El ayuno es algo bueno. Tanto los discípulos de Juan como los de los fariseos lo practicaban. La pregunta nace de la constatación de que los discípulos de Jesús no lo hacían. ¿Acaso no se debía ayunar? ¿era una falta de los seguidores de Jesús?

El Señor, una vez más nos conduce hacia lo esencial. No niega la validez del ayuno, que siempre ha sido valorado en la vida de la Iglesia. Pero nos llama a fijarnos en que la maravilla está en la relación personal con él. Así explica todo el sentido del ayuno. La grandeza de nuestra fe está en la cercanía de Dios, que se ha hecho hombre como nosotros. Y él ha venido para transformar totalmente nuestra vida. Así ya no importa tal o cual práctica sino en relación con el hecho esencial: Dios se ha hecho hombre y me ofrece su amistad.
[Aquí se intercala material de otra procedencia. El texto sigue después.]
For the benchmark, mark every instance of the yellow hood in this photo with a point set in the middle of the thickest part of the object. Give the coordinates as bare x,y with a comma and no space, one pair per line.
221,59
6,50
Igualmente, con la imagen del vino nuevo y del paño, Jesús nos habla de cómo nuestra vida espiritual no puede ser parcheada. Jesús nos ofrece una transformación completa. Sus discípulos están con él. Esto es la vida de la gracia: permanecer unidos a Cristo. A través de esa relación de amistad se va configurando todo: la oración, el ayuno, las distintas prácticas religiosas, la vida toda.

La primera lectura nos ayuda a verlo mejor. Ayer, la fiesta del apóstol santo Tomás, nos privó de leer parte de la historia de Esaú y Jacob. Sabemos que Esaú vendió a su hermano la primogenitura a cambio de un plato de legumbres. El hambre le hizo tomar esa decisión. Cuando llegó el momento en que Isaac iba a morir Jacob no desaprovechó la ocasión y, con ayuda de su madre, urdió toda la trama que hoy leemos. Así Jacob lo bendijo con todos los derechos que ello comportaba. Esaú, fiado de su fuerza pensó que podría recuperar lo que tan tontamente había perdido, pero no fue así.

La primogenitura nos aparece como una figura de la gracia. Es algo que se nos da, pero que hemos de cuidar en la relación diaria. Si no puede escaparse. Jesús nos llama a dejarnos transformar totalmente para que el centro de nuestra vida sea Él. Eso es lo primero y principal y a ello se ordenan todas nuestras prácticas religiosas, principalmente las que la Iglesia nos enseña. Continuamente la novedad es la misma persona de Cristo y el don maravilloso de su misericordia. Vivir esa novedad cada día; sorprenderse en todo momento de los dones de Dios y de su favor; dejarse arrastrar por el dinamismo de la vida de Cristo,… todo ello nos hace percibir la salvación. Jesús nos invita a reconocerle presente y cercano y a que toda nuestra vida la organicemos de acuerdo con esa amistad que generosamente nos ofrece.

Que la Virgen María nos ayude a permanecer junto a Cristo y a crecer en el amor de su Corazón.